DiDi's IPO: Windfall for VCs but Bum Deal for Investors?
It might take years for us to tell whether it would be a windfall for its early investors and VCs like Matrix China, Softbank, and Tencent or it is a bum deal for investors to buy DiDi’s shares on the public market.
Uber, which filed its S-1 in early April 2019, was expected to raise approximately USD 10 billion in a deal that could lift its valuation to USD 100 billion. Uber is currently aiming for USD 84 billion, or USD 91.5 billion on a fully diluted basis, though that number could change depending on demand. Its rival Lyft (NASDAQ: LYFT) is already traded in the public market since this March.
We expect the third ride-hailing public company to be the Beijing-based service provider DiDi Chuxing. The company is attempting to leverage its ride-hailing business and to tap into other growth opportunities from what we estimate to be a USD 422.2 billion addressable market by 2023. In our view, DiDi’s core competency of network effect could position the company to become profitable in the future.
We present the 44-page report featured DiDi, including a number of strong indicators of the company:
Significant addressable market: We believe that DiDi’s total addressable market comprises the global taxi, ridesharing, and bike sharing industries. Taking DiDi’s potential international food delivery plan into account, we also consider the share that ride-hailing companies can take from public transport. After that, we estimate DiDi's total addressable market to be USD 422.2 billion by 2023, growing at a 12% CAGR from 2017 to 2023.
Strong network effect: In our view, DiDi’s core competence of network effect could position the company to become profitable in the future. Here is how it works: a large supply of drivers enables more rides to be completed, which attracts more riders, making the entire platform more valuable for both sides in a virtuous circle. Each incremental rider and driver, in essence, creates a network effect.
However, we doubt whether DiDi can afford the high subsidy levels: Uber spent USD 1.2 billion in R&D expenses and USD 2.5 billion in sales and marketing expenses in 2017, representing 29.78% and 62.58% of the company’s net loss, respectively. DiDi, however, spent much more subsidies for drivers and riders in 2017 and 2018, accounting for 724% and 207.34% of the company’s net loss, respectively.
Self-driving cars have the potential to disrupt the market: overall, we see an upside potential to revenue and margins if self-driving cars become possible in the future. Although riding in self-driving cars would lead to a decreasing fare per ride, we believe it would eventually translate to an increase in total miles traveled and a decrease in overhead costs in drivers. Thus, increased net margin will offset the shrinking fare to drive profitability.
New competitors and authorities pose challenges: There are also risks, such as increased regulations and competition from companies with heavy-asset business model and OEMs. In addition, two safety scandals gave DiDi a tainted reputation and the PR pressure is likely to persist in the short run. A series of scandals and missteps have caught up Will and Jean, who was criticized for their failure to take the responsibilities after the DiDi Hitch killing issues. DiDi has failed to give out a strategic response with the speedy reaction for lack of PR talents. It’s time to slow down and chose a balance management style for CHENG Wei (Will) and LIU Qing (Jean).
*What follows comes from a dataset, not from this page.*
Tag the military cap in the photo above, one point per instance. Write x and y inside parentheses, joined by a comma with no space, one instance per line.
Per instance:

DiDi is Expanding its business scope globally, in a modest way: DiDi invested USD 100 million in Lyft and USD 350 million in Grab, in 2015. DiDi also was involved in Ola’s USD 500 million investment in 2015. DiDi acquired 99 in a USD 1 billion deal in early 2018. In July 2017, DiDi injected USD 2 billion into Grab, along with SoftBank.
We estimate DiDi’s fair value: The company once planned to go public during 2019 but remains low-profile for a very long time since last August. DiDi is now the second most valuable company globally, following Uber which has a valuation of USD 76 billion. However, such a high valuation will only make sense when DiDi grows at a double-digit rate or even more. If DiDi does not fit the bill going forward, it will raise concerns from investors. We project strong gross bookings for DiDi at a 25% 5-year CAGR through 2023, resulting in net revenue of USD 27.6 billion in 2023 (equivalent to USD 157.8 billion gross bookings in 2023). Based on our estimation and public data, we estimate DiDi to have a market capitalization of USD 69.6 billion by the end of 2019 in our bear case scenario, which is approximately 35% above the USD 51.6 billion valuation implied by Uber’s prospectus.
Our methodology: we analyzed DiDi's key operational data, management guidance and outlooks, interviews with experts in the industry, and DiDi’s former employees. We broke down DiDi's businesses, the costs, and revenues of its core ride-hailing business, the competitive landscape the company is facing, the future bets the company is making, and how all of these tie into DiDi's high-growth story.
Early investors who firmly believed in DiDi's vision and seemly unlimited growth opportunities used to see a clear path to exit before the company's IPO, since rounds of financing are pushing up the valuation. However, it might take years for us to tell whether it would be a windfall for its early investors and VCs like Matrix China (invested in Kuaidi), Softbank and Tencent or it is a bum deal for investors to buy DiDi’s shares on the public market.